The perfect, absolute, and incomparable Kendi
Tuesday, US Independence Day.🎆
0433 | [ Continuing my study of Scanlon’s book, What We Owe To Each Other… ]
I’m on page 214, and Scanlon says something that I want to take note of. He writes, “Suppose, for example, that we are considering a principle defining our obligations to help those in need.”
Now, if by “those in need” he means “other versions of Kendi” or “reincarnations of Kendi,” then those so-called others are not Others, but rather they are versions of my Self.
Now, I don’t know about helping Others, but as far as helping my self goes, I don’t see why I need a reason (or principle) to define an “obligation” to help.
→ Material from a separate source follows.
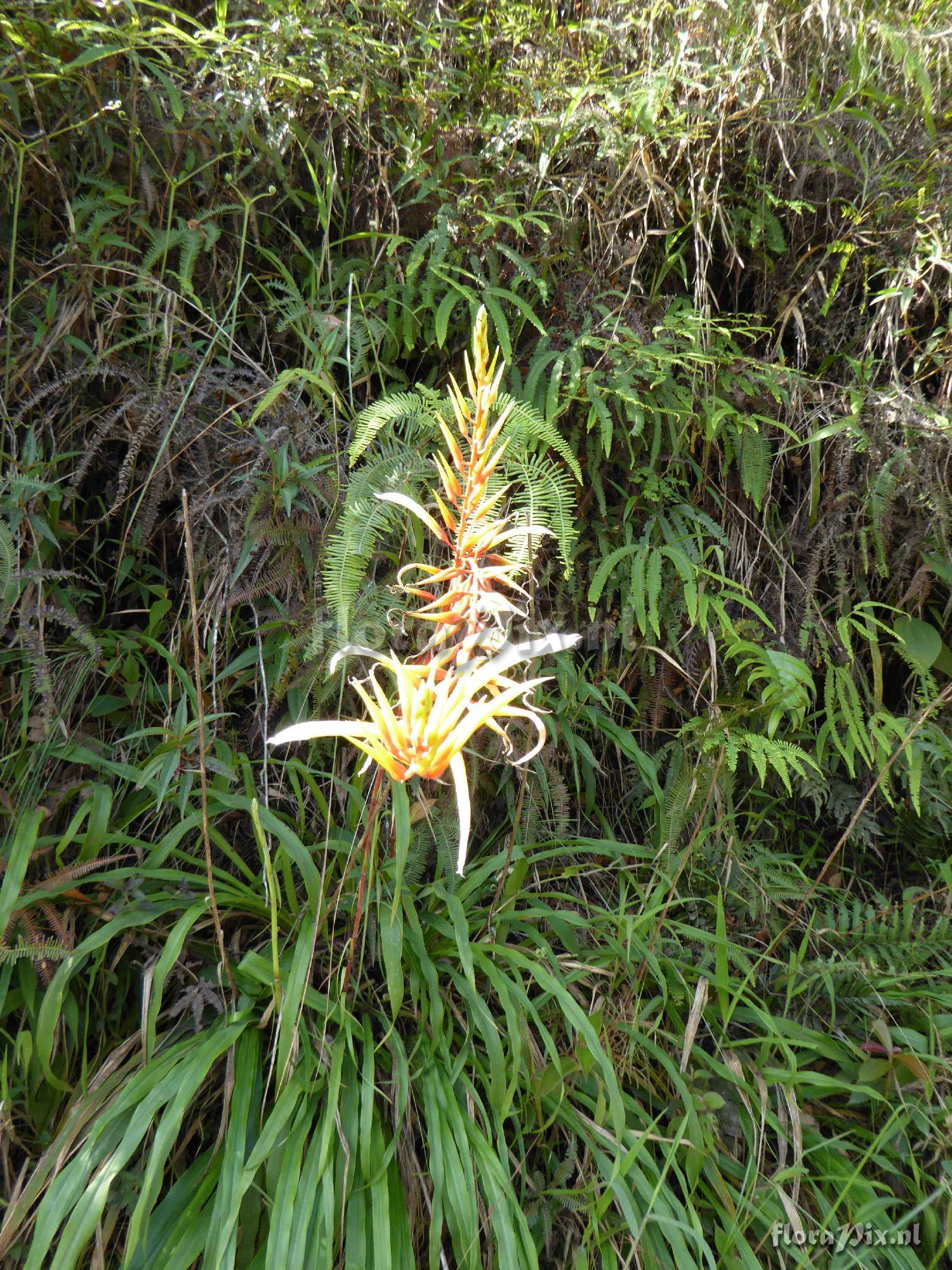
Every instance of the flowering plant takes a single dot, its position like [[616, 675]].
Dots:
[[460, 683]]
Why do I need a reason to lock me into an obligation to help, when I already have a strong desire to help? I mean, why wouldn’t I want to help my self? Why wouldn’t anyone not want to help themselves as much as they could? I don’t see why one needs a further reason to “obligate” oneself to help oneself, other than the simple fact of a strong, built-in desire to help oneself?
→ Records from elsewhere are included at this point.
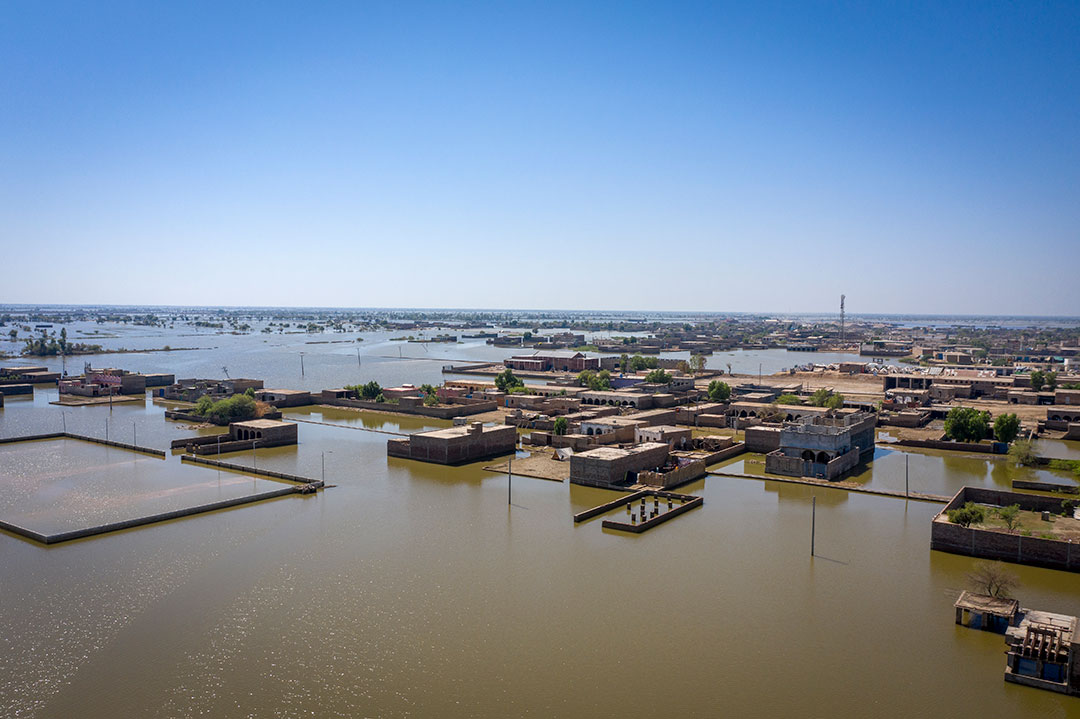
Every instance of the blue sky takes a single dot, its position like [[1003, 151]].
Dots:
[[744, 157]]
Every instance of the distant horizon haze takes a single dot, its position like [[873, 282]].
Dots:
[[920, 158]]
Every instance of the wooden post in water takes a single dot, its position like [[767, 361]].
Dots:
[[907, 492]]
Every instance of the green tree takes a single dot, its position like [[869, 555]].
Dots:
[[993, 579], [203, 405], [969, 514], [719, 391], [1010, 515], [1006, 428], [368, 391], [658, 377], [505, 380], [967, 424], [772, 412]]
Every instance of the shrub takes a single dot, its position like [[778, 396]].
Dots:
[[967, 424], [1023, 452], [1010, 515], [369, 391], [1006, 428], [203, 405], [237, 408], [969, 514], [719, 391], [658, 377], [505, 380]]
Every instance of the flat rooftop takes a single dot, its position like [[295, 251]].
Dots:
[[619, 452], [260, 424], [451, 432]]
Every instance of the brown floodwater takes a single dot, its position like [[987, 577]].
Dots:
[[412, 589]]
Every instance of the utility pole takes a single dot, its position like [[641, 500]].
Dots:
[[842, 297], [907, 491]]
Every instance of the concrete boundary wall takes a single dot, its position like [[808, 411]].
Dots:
[[460, 407], [1045, 487], [96, 441], [994, 448], [1006, 546], [251, 470], [659, 519], [138, 521]]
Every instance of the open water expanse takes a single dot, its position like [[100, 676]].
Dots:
[[412, 589]]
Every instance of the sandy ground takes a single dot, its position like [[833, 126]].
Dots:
[[539, 464]]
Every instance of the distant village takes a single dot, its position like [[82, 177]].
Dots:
[[593, 403]]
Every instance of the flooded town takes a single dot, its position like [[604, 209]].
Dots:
[[562, 360], [329, 504]]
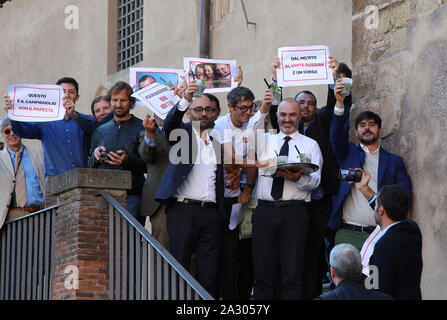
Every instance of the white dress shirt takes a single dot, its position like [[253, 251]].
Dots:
[[201, 182], [302, 189]]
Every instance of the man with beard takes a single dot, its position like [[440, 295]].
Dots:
[[315, 124], [192, 188], [352, 217], [280, 221], [119, 138]]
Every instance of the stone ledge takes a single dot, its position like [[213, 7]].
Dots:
[[90, 178]]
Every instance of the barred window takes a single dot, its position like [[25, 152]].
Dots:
[[130, 33]]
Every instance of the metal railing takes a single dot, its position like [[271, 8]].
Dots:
[[140, 267], [27, 257]]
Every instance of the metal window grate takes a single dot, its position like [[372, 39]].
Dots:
[[130, 33]]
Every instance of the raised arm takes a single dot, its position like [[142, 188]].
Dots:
[[147, 148], [339, 140]]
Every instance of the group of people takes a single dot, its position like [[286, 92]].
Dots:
[[206, 181], [216, 75]]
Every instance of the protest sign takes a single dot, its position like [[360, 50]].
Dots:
[[158, 98], [211, 75], [302, 66], [142, 77], [36, 103]]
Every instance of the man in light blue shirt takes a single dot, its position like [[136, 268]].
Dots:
[[18, 163], [63, 141]]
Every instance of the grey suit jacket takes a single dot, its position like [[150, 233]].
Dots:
[[157, 160], [7, 177]]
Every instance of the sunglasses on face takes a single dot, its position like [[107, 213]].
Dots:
[[245, 108], [207, 110]]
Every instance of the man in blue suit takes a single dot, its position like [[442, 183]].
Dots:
[[398, 252], [192, 188], [352, 217]]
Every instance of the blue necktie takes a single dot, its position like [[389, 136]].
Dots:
[[278, 182]]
But if one needed an additional reason to help oneself, it would be that since nobody else can help as well as my self since nobody else can act with total knowledge of me but my self, I have a special duty to my self to help my self. Since, without me, I won’t get any real help at all!
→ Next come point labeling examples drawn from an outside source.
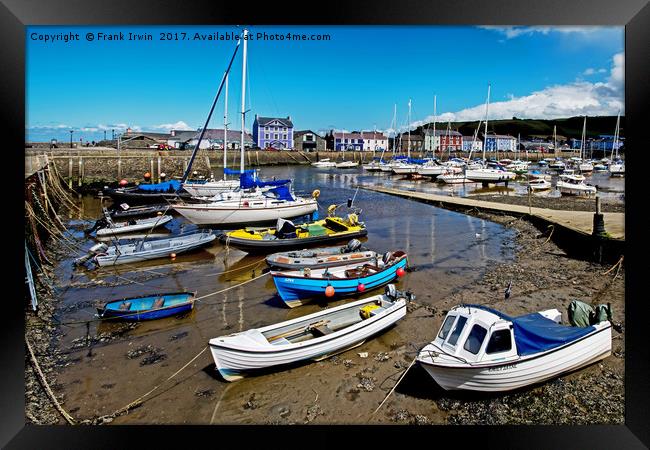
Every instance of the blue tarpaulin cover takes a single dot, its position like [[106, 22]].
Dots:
[[165, 186], [282, 193], [535, 333]]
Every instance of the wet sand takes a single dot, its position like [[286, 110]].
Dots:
[[127, 361]]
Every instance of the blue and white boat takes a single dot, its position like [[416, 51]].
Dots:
[[148, 307], [481, 349], [296, 287]]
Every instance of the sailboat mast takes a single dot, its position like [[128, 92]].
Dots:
[[433, 145], [487, 104], [225, 130], [243, 102], [409, 130]]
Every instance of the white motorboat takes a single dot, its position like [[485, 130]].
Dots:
[[132, 225], [313, 337], [539, 184], [572, 184], [481, 349], [324, 163], [617, 168], [144, 250]]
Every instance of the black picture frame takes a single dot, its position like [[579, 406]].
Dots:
[[15, 15]]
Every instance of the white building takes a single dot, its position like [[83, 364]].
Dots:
[[374, 141]]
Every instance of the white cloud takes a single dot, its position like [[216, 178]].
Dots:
[[511, 32], [573, 99], [180, 125]]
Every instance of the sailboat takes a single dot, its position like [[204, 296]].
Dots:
[[617, 167], [210, 188], [584, 166], [486, 174], [263, 206]]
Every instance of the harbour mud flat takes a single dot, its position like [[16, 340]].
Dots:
[[346, 388]]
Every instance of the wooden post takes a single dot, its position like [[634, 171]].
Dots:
[[70, 172]]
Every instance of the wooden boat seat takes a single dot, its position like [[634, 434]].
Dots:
[[321, 330], [125, 306]]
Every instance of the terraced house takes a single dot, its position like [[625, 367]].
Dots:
[[273, 132]]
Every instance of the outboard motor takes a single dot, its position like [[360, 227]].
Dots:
[[92, 252], [353, 246]]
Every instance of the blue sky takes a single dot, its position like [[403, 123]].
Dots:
[[350, 81]]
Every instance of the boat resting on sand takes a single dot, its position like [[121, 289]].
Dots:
[[481, 349], [296, 287], [148, 307], [313, 337], [287, 236], [321, 257], [143, 250], [112, 228]]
As far as helping Others (ie, not other versions of my self, but genuine-others who are not like me at all) goes, I don’t want to help because I don’t think that I know how! I have no right to presume that I know how to help. I think that the best that I can do to help a genuine-other is simply to not-intentionally get in their way; this is a negative action. And if I’m caught by some strange fancy to help a genuine-other in a positive way, then it can only be by simply to do what they ask me to do in total obedience, without presuming to know what’s best for them. But, I don’t think that I can have any obligation to help a genuine-other — and, in fact, I might have an obligation in most cases to not to try to help. Furthermore, I’d have to be pretty darn sure that any positive actions I decide to perform that is intended to help a genuine-other are not going to result in my being negligent of or contradictory to the one true and actual duty that I do have (to my self).
Now, all this said, there’s different ways to help the self, which depend on the ways that one knows one’s self. Without knowing the self as the Form of the Good, and seeing that all reality is transcendent/abstract — ie, at once concrete and at once idea — one cannot help oneself very well. When we act out of self-ignorance, we harm our selves. On the other hand, when we act out of self-knowledge, then we help ourselves. It isn’t a matter of “universality” of particulars. It is a matter of the “transcendent” quality of truth. Every self is a self, insofar as it is a self — whether the self is a rock, or a Kendi, or the Universe. And every self is self-itself — perfect, absolute, incomparable.
1754 | [ Continuing my study of Scanlon’s book, What We Owe To Each Other… ]
Scanlon now dedicates a section to the topic of “aggregation” of good. So far, it looks like Scanlon is not a utilitarian in this respect — and it is likely that we share a common position on this matter. He gives the example of a hypothetical situation to consider whether and how numbers might matter in moral judgments. The situation is one in which I must consider whether to save a large group of strangers or a small group of strangers, but I am limited to saving only save one of the two groups.
So, I wanted to spend some time thinking to myself about what my own moral intuitions say that I should do in such a situation.
Actually, I have no idea. I might actually be prima facie inclined to save the smaller group, since I tend to prefer quality over quantity. Very likely, I will use some other criteria to determine which group to save — such as whether the act is safe for me or not, whether I think that I can be effective in my goals, which group is easier to reach, etc. From the group’s point of view, it may seem quite random since the criteria that I will use to decide which group I will help will be based on considerations that have nothing to do with the group members personally.
Although, to be honest, I don’t think that I am actually obligated to save either group at all — not even if doing so were at little to no cost to me. In Plato’s helmsman example, the helmsman of a ship cannot be proud of having delivered all of his passengers to the other shore without having lost anyone to the sea because the helmsman cannot know whether the person’s life is better or worse on account of the person living longer. It could be the case that the helmsman is simply prolonging some misery, or allowing time for a greater misfortune to befall a person by their having survived the voyage. Therefore, I would not be eager to save either group, ceteris paribus. And I would definitely not feel as though I ought to do anything to help either group. And since I am not obligated to help, if I do choose to help either group, they would owe me nothing in return.
The only legitimate reason I would have to choose one group over the other is if I have knowledge. And since the only sort of knowledge that I can have is about my self, I would have to know that there is a self in the group(s). If there were indeed a self in the group, then I would have a strong desire to help, with or without any further obligation. The greater the likelihood of a self being in the group, the greater my desire to help; the lesser the likelihood, the lesser my desire to help.
That said, whichever group is chosen (and for whatever reason it is chosen), the rules of morality would only apply to how I save them. That is, I think that I can only have rules that tell me what is and isn’t permitted in the manner and way that I help the chosen group.